Sono oltre 160 i Carrefour market in Italia che ospiteranno l’edizione 2017 della Festa della Musica. Per l’occasione, Carrefour ha voluto coinvolgere i propri collaboratori con la passione per la musica, dando loro la possibilità di esibirsi e suonare, da soli o con la propria band, presso alcuni supermercati coinvolti. Altri di loro, hanno voluto contribuire realizzando un cd musicale, il cui ricavato sarà devoluto alla Fondazione Francesca Rava a sostegno di progetti dedicati alle case famiglia e ai minori in difficoltà.

Lo spirito della Festa

Il 21 giugno del 1982, con l’iniziativa ideata dal Ministero della Cultura francese, in tutta la Francia, musicisti dilettanti e professionisti invadono strade, cortili, piazze, giardini, stazioni, musei. Non contenta solamente di rendere la pratica musicale visibile, la Festa della Musica è diventata un autentico fenomeno sociale.

Dal 1985, Anno Europeo della Musica, la Festa della Musica si svolge in Europa e nel mondo. Dal 1995, Barcellona, Berlino, Bruxelles, Budapest, Napoli, Parigi, Praga, Roma, Senigallia sono le città fondatrici dell’Associazione Europea Festa della musica.

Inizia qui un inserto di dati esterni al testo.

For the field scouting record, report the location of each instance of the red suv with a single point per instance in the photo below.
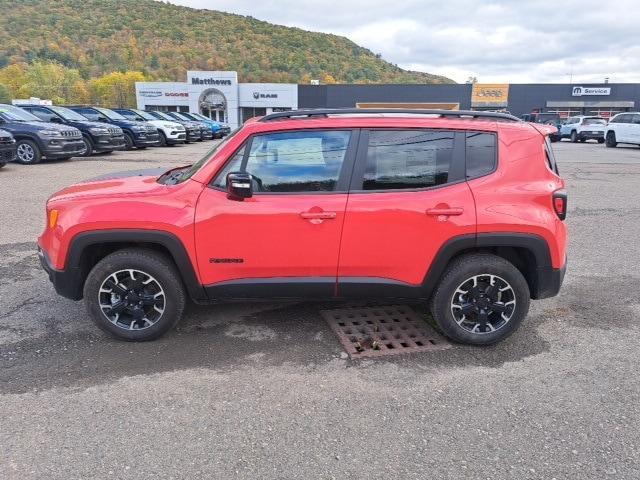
(463, 210)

Dal 2002, grazie al lavoro fatto dalla AIPFM (Associazione Italiana per la Promozione della Festa della Musica), in Italia hanno aderito più di 280 città, dando vita a una rete distribuita su tutto il territorio nazionale. Tantissimi concerti di musica dal vivo si svolgono ogni anno, il 21 giugno, in tutte le città, principalmente all’aria aperta, con la partecipazione di musicisti di ogni livello e di ogni genere.

Concerti gratuiti, valore del gesto musicale, spontaneità, disponibilità, curiosità, tutte le musiche appartengono alla Festa. Dilettante o professionista, ognuno si può esprimere liberamente, la Festa della Musica appartiene, prima di tutto, a coloro che la fanno.